Rizzo is 6-foot 3-inches, 240 pounds. It’s impossible to figure out how he squeezed between the tarp and wall. He wouldn’t mind a little padding next time.
“I could’ve been really close to looking like a hockey player there if my face would’ve hit it,” Rizzo said.
Adding some cushion to the walls is most likely not in the Wrigley Field renovation plans.
“It’s something that’s been here for 100 years,” manager Dale Sveum said of the brick walls. “We’re getting back into the essence of Wrigley and the bricks and the ivy.”

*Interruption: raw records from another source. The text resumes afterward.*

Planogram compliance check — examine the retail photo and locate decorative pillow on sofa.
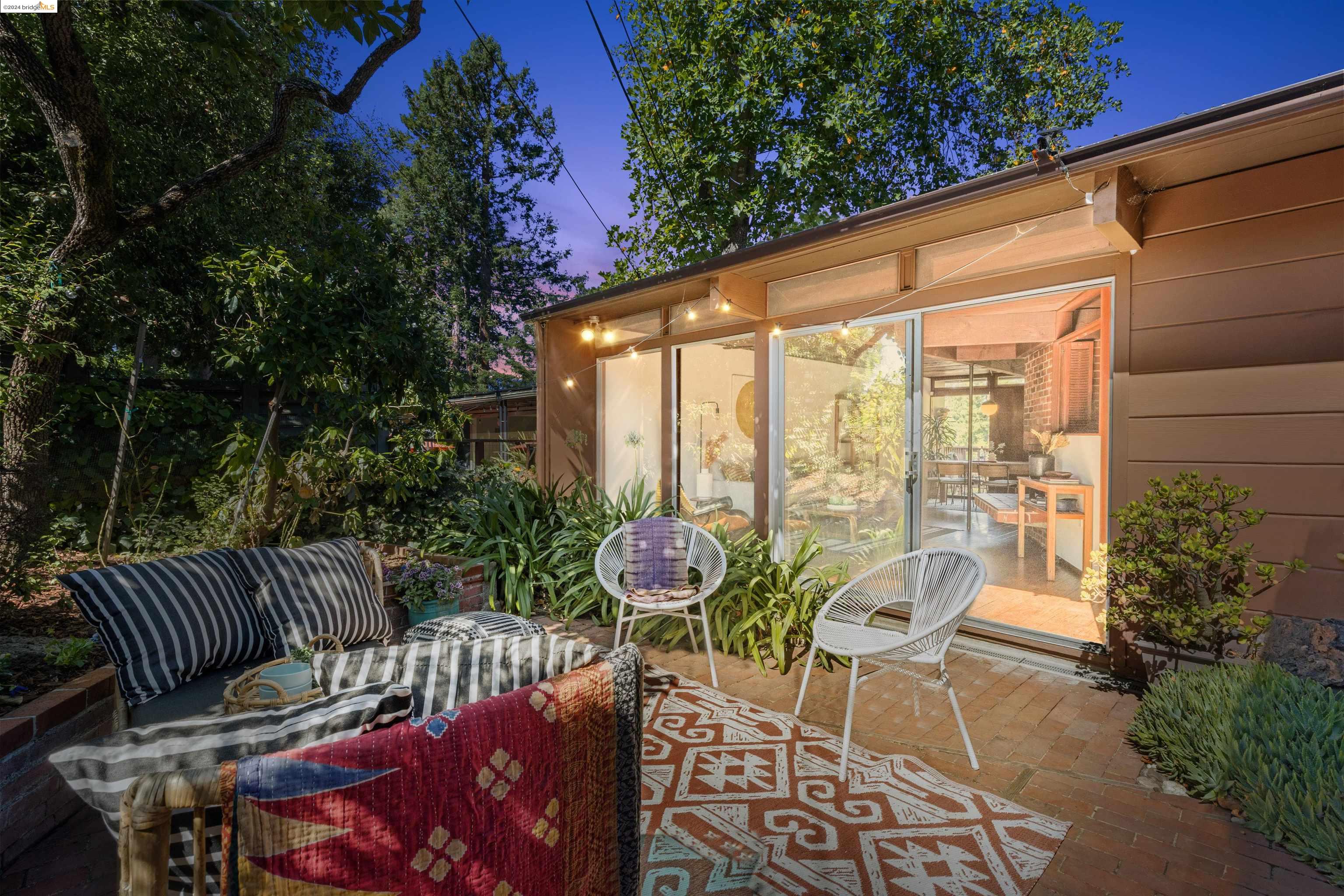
[59,550,274,705]
[313,634,608,716]
[50,682,411,893]
[231,539,392,655]
[402,610,546,644]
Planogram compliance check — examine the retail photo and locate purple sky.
[337,0,1344,291]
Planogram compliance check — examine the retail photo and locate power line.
[555,195,1086,388]
[586,0,691,235]
[453,0,634,269]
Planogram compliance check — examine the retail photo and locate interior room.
[919,287,1110,641]
[675,336,757,535]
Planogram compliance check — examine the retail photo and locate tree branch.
[126,0,425,230]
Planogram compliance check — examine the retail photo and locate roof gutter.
[523,70,1344,321]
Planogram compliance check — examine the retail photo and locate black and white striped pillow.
[50,682,411,893]
[232,539,392,655]
[58,550,274,707]
[313,634,608,716]
[402,610,546,644]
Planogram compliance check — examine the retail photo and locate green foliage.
[1107,470,1306,658]
[49,364,232,550]
[1129,664,1344,887]
[550,478,671,625]
[605,0,1126,284]
[383,36,584,389]
[383,560,462,612]
[424,477,564,618]
[706,531,848,674]
[44,638,93,669]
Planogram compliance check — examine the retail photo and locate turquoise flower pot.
[406,599,458,625]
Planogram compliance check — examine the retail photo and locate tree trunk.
[0,340,64,579]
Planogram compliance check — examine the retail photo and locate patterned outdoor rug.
[640,668,1068,896]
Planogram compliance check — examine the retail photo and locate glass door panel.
[776,320,913,576]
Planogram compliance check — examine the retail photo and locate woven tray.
[224,634,346,716]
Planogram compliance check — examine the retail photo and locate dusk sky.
[330,0,1344,291]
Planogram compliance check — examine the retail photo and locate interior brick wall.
[1022,343,1055,454]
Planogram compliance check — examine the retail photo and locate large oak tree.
[0,0,424,568]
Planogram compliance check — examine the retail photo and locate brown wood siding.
[1113,150,1344,618]
[536,320,598,482]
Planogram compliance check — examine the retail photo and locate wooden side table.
[1018,477,1093,582]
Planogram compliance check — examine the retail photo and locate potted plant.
[383,560,462,625]
[923,407,953,461]
[1106,472,1306,677]
[257,648,313,700]
[1027,430,1068,478]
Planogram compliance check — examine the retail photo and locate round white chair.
[793,548,985,780]
[594,520,728,688]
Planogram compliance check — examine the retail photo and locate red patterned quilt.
[220,649,640,896]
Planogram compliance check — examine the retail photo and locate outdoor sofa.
[51,539,642,895]
[60,539,392,731]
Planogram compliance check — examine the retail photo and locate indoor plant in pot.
[1027,430,1068,478]
[257,648,313,700]
[383,560,462,625]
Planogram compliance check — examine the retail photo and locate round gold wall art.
[734,380,755,439]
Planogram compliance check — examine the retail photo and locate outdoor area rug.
[640,666,1068,896]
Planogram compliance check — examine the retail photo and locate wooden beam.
[1093,165,1144,252]
[925,310,1055,346]
[710,274,766,318]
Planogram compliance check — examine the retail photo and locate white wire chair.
[793,548,985,780]
[593,520,728,688]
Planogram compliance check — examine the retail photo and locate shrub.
[1107,472,1306,660]
[547,478,668,625]
[383,560,462,612]
[1129,664,1344,887]
[706,531,848,674]
[44,638,93,669]
[422,477,564,618]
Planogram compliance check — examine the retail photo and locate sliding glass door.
[771,318,918,576]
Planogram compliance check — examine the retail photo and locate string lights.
[563,193,1106,392]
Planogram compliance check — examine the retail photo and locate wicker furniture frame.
[224,634,346,716]
[112,544,383,731]
[117,766,220,896]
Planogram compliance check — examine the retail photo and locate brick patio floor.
[8,623,1340,896]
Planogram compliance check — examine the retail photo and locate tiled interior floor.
[923,504,1105,642]
[8,619,1340,896]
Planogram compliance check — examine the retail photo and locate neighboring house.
[534,73,1344,672]
[449,388,536,468]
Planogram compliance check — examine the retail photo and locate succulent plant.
[1129,662,1344,887]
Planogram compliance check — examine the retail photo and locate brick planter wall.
[0,666,113,875]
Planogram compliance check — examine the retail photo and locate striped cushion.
[313,634,606,716]
[402,610,546,644]
[232,539,392,655]
[59,550,274,707]
[50,682,411,893]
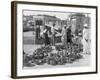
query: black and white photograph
[22,10,91,69]
[11,1,97,78]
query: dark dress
[67,28,72,43]
[44,31,50,45]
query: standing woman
[44,26,50,46]
[82,25,90,54]
[67,26,72,46]
[61,25,67,46]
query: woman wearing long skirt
[61,26,67,46]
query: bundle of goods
[23,53,35,67]
[55,45,66,51]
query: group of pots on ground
[23,44,82,67]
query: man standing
[51,24,55,46]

Sveum isn’t going to tell his young first baseman to take it easy, either.
“That’s not the way you can play,” Sveum said. “You definitely don’t take aggressiveness away from people. That’s just the way you have to play the game.”
Rizzo, definitely lucky to not get injured, said he’s made some crazy plays before.
“There’s plays like that where your instincts take over,” he said. “Last year, before I got called up, I slid into stairs at [Triple-A] Iowa trying to make a play. It’s something where instincts take over and [Travis Wood] was out there pitching his tail off and you just want to make plays.”
He’s going to keep hustling after balls.
“I’m not going to not sell out, no matter what,” Rizzo said. “It doesn’t matter if I get hurt, I get hurt. It’s not like I’m not going to make the play because I’m scared.